UPDATED: 2nd January 2020
This is perhaps the topic that creates the most confusion and misinformation among expats. In the article below, we aim to provide a basic explanation of the main taxes that resident and non-resident visitors or expats are likely to come across in Spain.
1. RESIDENT AND NON-RESIDENT INCOME TAX
Do you personally need to file a tax return and if so, which type?
Are you Resident or Non-Resident for tax purposes?
The starting point is to identify whether you are RESIDENT or NON-RESIDENT in Spain for tax purposes, as each requires an entirely different tax return.
The official rule is that anyone who spends more than a total of 182 days in Spain per calendar/tax year (whether in one single continuous period or spread across several visits through the year) is legally classed as RESIDENT and should technically declare their tax affairs accordingly.
However, registering as a ‘RESIDENT’ in Spain and obtaining your small green Residencia card at a Police Station doesn’t automatically register you as a TAX RESIDENT with the tax office, nor do those two departments tend to exchange that information without an express request or legal reason. Failing to actively register with the tax office as fully resident after registering at the police station is a common omission.

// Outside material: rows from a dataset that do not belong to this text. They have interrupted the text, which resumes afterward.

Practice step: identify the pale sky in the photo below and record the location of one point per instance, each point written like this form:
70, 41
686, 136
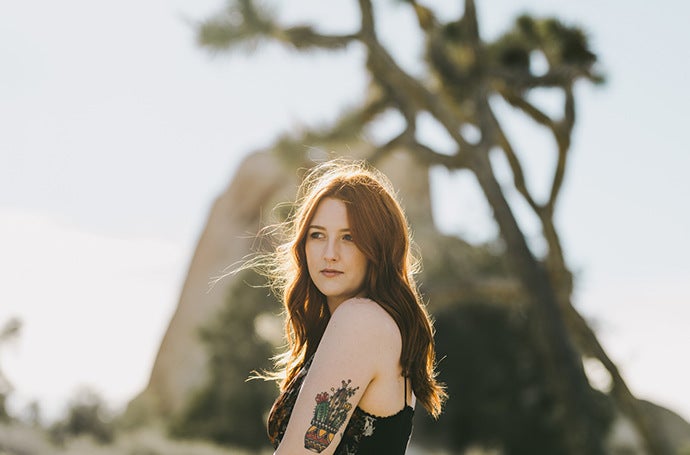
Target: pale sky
117, 132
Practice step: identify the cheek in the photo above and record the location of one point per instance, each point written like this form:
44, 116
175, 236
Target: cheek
310, 253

The downside of not registering is that if you subsequently seek any benefit, exemption or special tax rate that is only available to ‘residents’, you can bet that the taxman will treat you as ‘non-resident’ and exclude you from the benefit or exemption that you are trying to secure. As an example, non-residents (and those who fail to register as ‘tax resident’) are subject to a 3% retention from the sale proceeds when selling any property in Spain, which is paid directly to the tax office on account of Capital Gains Tax. However, ‘tax residents’ are not subject to any such retention.
Many expats do not register themselves as resident for tax purposes for different reasons. Perhaps they don’t know how to register or are baffled by the bureaucracy. Or perhaps they would prefer to stay as ‘non-resident’ in order save tax.

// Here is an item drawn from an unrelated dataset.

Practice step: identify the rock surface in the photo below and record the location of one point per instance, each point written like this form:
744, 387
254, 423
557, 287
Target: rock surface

However, those who wrongly register (or who fail to register at all) are increasingly likely to be discovered, which can lead to penalties and interest for not filing a correct (or any) tax return on time. The taxman can claim unpaid back taxes for up to 4 tax years, so anybody caught in 2019 who has declared incorrectly for over 4 years will have to correct their affairs all the way back to the 2014 tax year.
So how can the taxman find out that you have wrongly declared? Spanish Banks are a common source of the information. They are now required to periodically write to customers who hold ‘non-resident’ accounts to require up-to-date proof of their non-resident tax status (e.g. a recent P60 Employment Tax Slip or Pension paperwork from the country of actual residence, or a self-employment tax return). Those who cannot or do not provide this information not only risk having their account frozen, but the bank will most certainly inform the Spanish tax office of the failure to disclose the information.

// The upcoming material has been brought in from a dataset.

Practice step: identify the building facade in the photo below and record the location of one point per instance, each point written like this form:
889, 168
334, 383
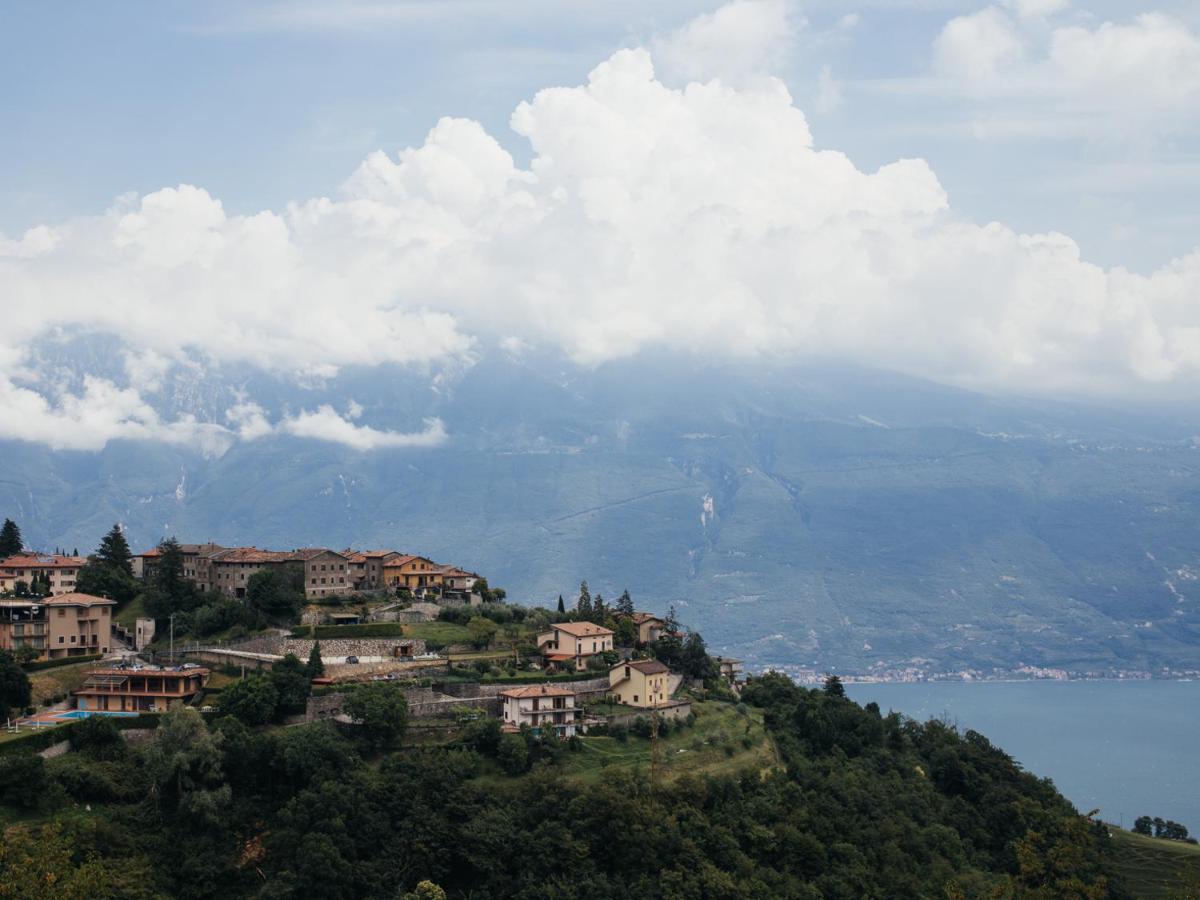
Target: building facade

Implications of tax residency
The biggest implication that some expats fail to consider is that if you are legally a tax resident in Spain, then you must file an annual tax return declaring your worldwide tax affairs (i.e. your worldwide income, capital gains etc) for the previous year. Conversely, those who are permanently resident in the UK or other EU countries must obviously declare their worldwide tax affairs in that country instead.
So what happens when you have tax interests in two or more countries? Well fortunately the UK and all EU countries have tax treaties in place covering all major taxes (income, capital gains, inheritance) whereby any tax you pay in the ‘non-resident’ country can be reclaimed/offset against any corresponding tax you have to pay in your home country of residence. This essentially means that you don’t have to pay twice.
There are however exceptions to this rule and your home country will only credit you UP TO the amount you are liable to pay in the home country. So, if you are resident in the UK and pay tax on a Spanish asset or income, the UK taxman will only credit you the foreign tax paid UP TO the amount of UK tax you have to pay on that Spanish asset or income. So if the Spanish tax was higher than the corresponding UK tax, you will only receive a UK credit for the lower amount.
Do your financial circumstances require you to file either a Resident or Non-Resident Spanish tax return?
Spanish tax residents must file a tax return in Spain if any of the following apply:
- Your worldwide employment income exceeds €22,000 in the relevant tax year;
- You own a property that is not your main residence;
- You are self employed or run your own business anywhere in the world;
- You receive property rental income of more than €1,000 per year worldwide;
- You own a 2nd property (in Spain or overseas) that is not your main home;
- You have Capital Gains or Savings Income of more than €1,600 per year worldwide;
- You have changed jobs within the last year and received €1,500 or more from old company;
- It’s your first year declaring tax residency in Spain.
One exception is where you have 2 separate jobs for different
employers, in which case you must file a tax return if you earn more
than a combined total of €11,200 net.
Your tax figure for the above calculations is the net figure after
deducting social security payments, pension contributions, personal
allowances and accountant/professional costs.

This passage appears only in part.